Department of Computer Engineering, Kadir Has University, Cibali, Istanbul 34083, Turkey.
Bioinformatics. 2010 Oct 15;26(20):2594-600. doi: 10.1093/bioinformatics/btq473. Epub 2010 Aug 23.
Biclustering gene expression data is the problem of extracting submatrices of genes and conditions exhibiting significant correlation across both the rows and the columns of a data matrix of expression values. Even the simplest versions of the problem are computationally hard. Most of the proposed solutions therefore employ greedy iterative heuristics that locally optimize a suitably assigned scoring function.
We provide a fast and simple pre-processing algorithm called localization that reorders the rows and columns of the input data matrix in such a way as to group correlated entries in small local neighborhoods within the matrix. The proposed localization algorithm takes its roots from effective use of graph-theoretical methods applied to problems exhibiting a similar structure to that of biclustering. In order to evaluate the effectivenesss of the localization pre-processing algorithm, we focus on three representative greedy iterative heuristic methods. We show how the localization pre-processing can be incorporated into each representative algorithm to improve biclustering performance. Furthermore, we propose a simple biclustering algorithm, Random Extraction After Localization (REAL) that randomly extracts submatrices from the localization pre-processed data matrix, eliminates those with low similarity scores, and provides the rest as correlated structures representing biclusters.

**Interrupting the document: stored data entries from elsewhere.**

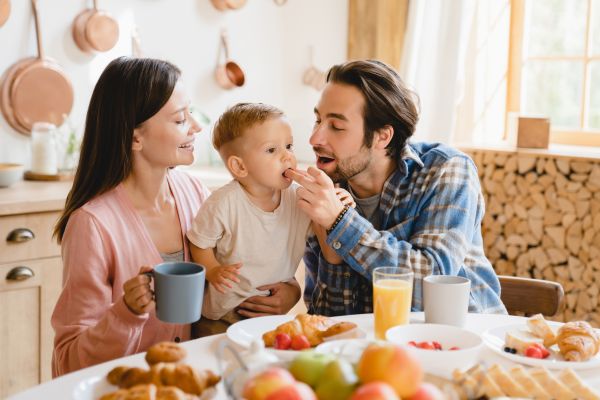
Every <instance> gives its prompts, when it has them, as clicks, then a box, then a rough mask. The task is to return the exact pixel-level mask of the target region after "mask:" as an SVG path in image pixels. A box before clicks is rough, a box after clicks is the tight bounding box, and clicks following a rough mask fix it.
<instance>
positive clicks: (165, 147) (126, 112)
mask: <svg viewBox="0 0 600 400" xmlns="http://www.w3.org/2000/svg"><path fill="white" fill-rule="evenodd" d="M179 78H180V71H179V69H178V68H177V67H175V66H174V65H172V64H170V63H168V62H166V61H160V60H153V59H131V58H126V57H122V58H118V59H116V60H114V61H112V62H111V63H110V64H109V65H108V66H107V67H106V69H105V70H104V72H103V73H102V75H101V76H100V79H99V80H98V83H97V84H96V87H95V88H94V92H93V93H92V98H91V100H90V105H89V109H88V113H87V119H86V126H85V133H84V137H83V143H82V147H81V157H80V161H79V167H78V169H77V173H76V175H75V181H74V183H73V187H72V189H71V192H70V193H69V196H68V197H67V201H66V205H65V210H64V212H63V215H62V216H61V218H60V219H59V221H58V223H57V225H56V227H55V231H54V234H55V235H56V236H57V238H58V241H59V242H60V243H61V245H62V256H63V262H64V276H63V291H62V293H61V295H60V297H59V299H58V303H57V304H56V307H55V309H54V313H53V315H52V326H53V328H54V330H55V332H56V337H55V340H54V354H53V357H52V374H53V376H54V377H56V376H59V375H62V374H65V373H68V372H71V371H75V370H77V369H80V368H83V367H87V366H90V365H94V364H98V363H101V362H104V361H107V360H111V359H114V358H118V357H123V356H126V355H130V354H134V353H137V352H140V351H145V350H146V349H147V348H148V347H150V346H151V345H152V344H154V343H156V342H159V341H162V340H170V341H180V340H187V339H189V338H190V325H176V324H167V323H163V322H161V321H159V320H158V319H157V318H156V316H155V314H154V312H153V311H154V301H153V296H152V291H151V288H150V279H149V278H148V277H147V276H146V275H143V274H140V273H141V272H145V271H148V270H150V269H151V268H150V267H149V266H151V265H155V264H158V263H160V262H162V261H163V260H188V259H189V249H188V244H187V242H186V240H185V233H186V232H187V230H188V229H189V227H190V225H191V221H192V218H193V217H194V215H195V214H196V212H197V211H198V209H199V208H200V205H201V204H202V202H203V201H204V200H205V199H206V197H207V196H208V194H209V191H208V189H207V188H206V187H205V186H204V185H203V184H201V183H200V182H199V181H197V180H196V179H194V178H192V177H190V176H188V175H187V174H185V173H182V172H178V171H176V170H174V169H172V167H175V166H177V165H189V164H191V163H192V162H193V161H194V153H193V150H194V136H195V134H196V133H198V132H200V127H199V126H198V124H197V122H196V121H195V120H194V118H193V117H192V116H191V114H190V101H189V99H188V97H187V96H186V94H185V92H184V91H183V87H182V84H181V81H180V79H179Z"/></svg>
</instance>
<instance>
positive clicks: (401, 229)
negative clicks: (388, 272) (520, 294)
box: [304, 143, 506, 315]
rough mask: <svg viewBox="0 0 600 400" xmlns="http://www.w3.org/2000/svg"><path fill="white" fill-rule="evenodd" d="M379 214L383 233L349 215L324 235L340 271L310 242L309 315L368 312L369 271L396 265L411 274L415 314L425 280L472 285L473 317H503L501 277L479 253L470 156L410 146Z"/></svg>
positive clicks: (430, 144)
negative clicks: (335, 251) (412, 285)
mask: <svg viewBox="0 0 600 400" xmlns="http://www.w3.org/2000/svg"><path fill="white" fill-rule="evenodd" d="M342 187H344V184H342ZM346 188H347V186H346ZM376 212H380V213H382V218H381V221H382V230H380V231H378V230H376V229H375V228H374V227H373V225H372V224H371V223H370V222H369V221H368V220H366V219H365V218H364V217H363V216H361V215H360V214H359V212H358V211H357V210H356V209H353V208H351V209H349V210H348V212H346V214H345V215H344V217H343V218H342V220H341V221H340V222H339V223H338V225H337V226H336V227H335V229H334V230H333V231H332V232H331V233H329V234H328V235H327V243H328V244H329V245H330V246H332V248H334V249H335V251H336V252H337V254H339V255H340V256H341V257H342V258H343V259H344V262H343V263H342V264H339V265H334V264H329V263H327V261H325V259H324V258H323V257H322V255H321V249H320V247H319V243H318V241H317V239H316V237H315V236H314V235H313V236H311V237H310V238H309V239H308V242H307V246H306V252H305V254H304V262H305V264H306V287H305V290H304V301H305V303H306V306H307V307H308V311H309V313H311V314H322V315H347V314H360V313H369V312H373V288H372V283H371V276H372V271H373V269H374V268H376V267H380V266H397V265H398V266H408V267H410V268H411V269H412V270H413V271H414V285H413V298H412V310H413V311H422V310H423V295H422V293H423V292H422V287H423V278H424V277H426V276H428V275H431V274H435V275H438V274H444V275H458V276H463V277H466V278H468V279H469V280H470V281H471V295H470V299H469V311H470V312H479V313H504V314H505V313H506V308H505V307H504V305H503V304H502V301H501V300H500V283H499V281H498V277H497V276H496V273H495V272H494V270H493V268H492V265H491V264H490V262H489V260H488V259H487V258H486V256H485V254H484V251H483V239H482V236H481V220H482V218H483V215H484V212H485V208H484V201H483V195H482V193H481V187H480V184H479V177H478V176H477V168H476V167H475V164H474V163H473V161H472V160H471V159H470V158H469V157H468V156H467V155H465V154H463V153H461V152H460V151H458V150H455V149H452V148H450V147H447V146H443V145H440V144H433V143H413V144H407V145H406V147H405V149H404V151H403V152H402V155H401V157H400V159H399V162H398V168H397V169H396V171H395V172H394V173H393V174H392V175H391V176H390V178H389V179H388V180H387V181H386V182H385V184H384V186H383V192H382V194H381V199H380V203H379V208H378V210H377V211H376Z"/></svg>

We compare the proposed localization pre-processing with another pre-processing alternative, non-negative matrix factorization. We show that our fast and simple localization procedure provides similar or even better results than the computationally heavy matrix factorization pre-processing with regards to H-value tests. We next demonstrate that the performances of the three representative greedy iterative heuristic methods improve with localization pre-processing when biological correlations in the form of functional enrichment and PPI verification constitute the main performance criteria. The fact that the random extraction method based on localization REAL performs better than the representative greedy heuristic methods under same criteria also confirms the effectiveness of the suggested pre-processing method.
Supplementary material including code implementations in LEDA C++ library, experimental data, and the results are available at http://code.google.com/p/biclustering/
cesim@khas.edu.tr; melihsozdinler@boun.edu.tr
Supplementary data are available at Bioinformatics online.
双聚类基因表达数据是从表达值数据矩阵的行和列中提取具有显著相关性的子矩阵的问题。即使是最简单的问题版本在计算上也是困难的。因此,大多数提出的解决方案都采用贪婪迭代启发式方法,这些方法在适当分配的评分函数上进行局部优化。
我们提供了一种快速而简单的预处理算法,称为定位,它对输入数据矩阵的行和列进行重新排序,以便在矩阵的小局部邻域中对相关条目进行分组。所提出的定位算法源自于对具有与双聚类相似结构的问题应用图论方法的有效使用。为了评估本地化预处理算法的有效性,我们专注于三种有代表性的贪婪迭代启发式方法。我们展示了如何将本地化预处理纳入每个代表性算法中,以提高双聚类性能。此外,我们提出了一种简单的双聚类算法,即定位后随机提取(REAL),该算法从本地化预处理的数据矩阵中随机提取子矩阵,消除那些相似度得分较低的子矩阵,并将其余子矩阵作为表示双聚类的相关结构提供。
我们将所提出的本地化预处理与另一种预处理替代方案非负矩阵分解进行了比较。我们表明,我们的快速而简单的定位过程在 H 值测试方面提供了与计算密集型矩阵分解预处理相似甚至更好的结果。接下来,我们证明了当以功能富集和 PPI 验证形式的生物学相关性构成主要性能标准时,三种有代表性的贪婪迭代启发式方法的性能通过本地化预处理得到了提高。基于定位的 REAL 的随机提取方法在相同标准下表现优于代表性的贪婪启发式方法的事实也证实了所提出的预处理方法的有效性。
补充材料包括在 LEDA C++库中的代码实现、实验数据和结果可在 http://code.google.com/p/biclustering/ 上获得。
cesim@khas.edu.tr;melihsozdinler@boun.edu.tr
补充数据可在 Bioinformatics 在线获得。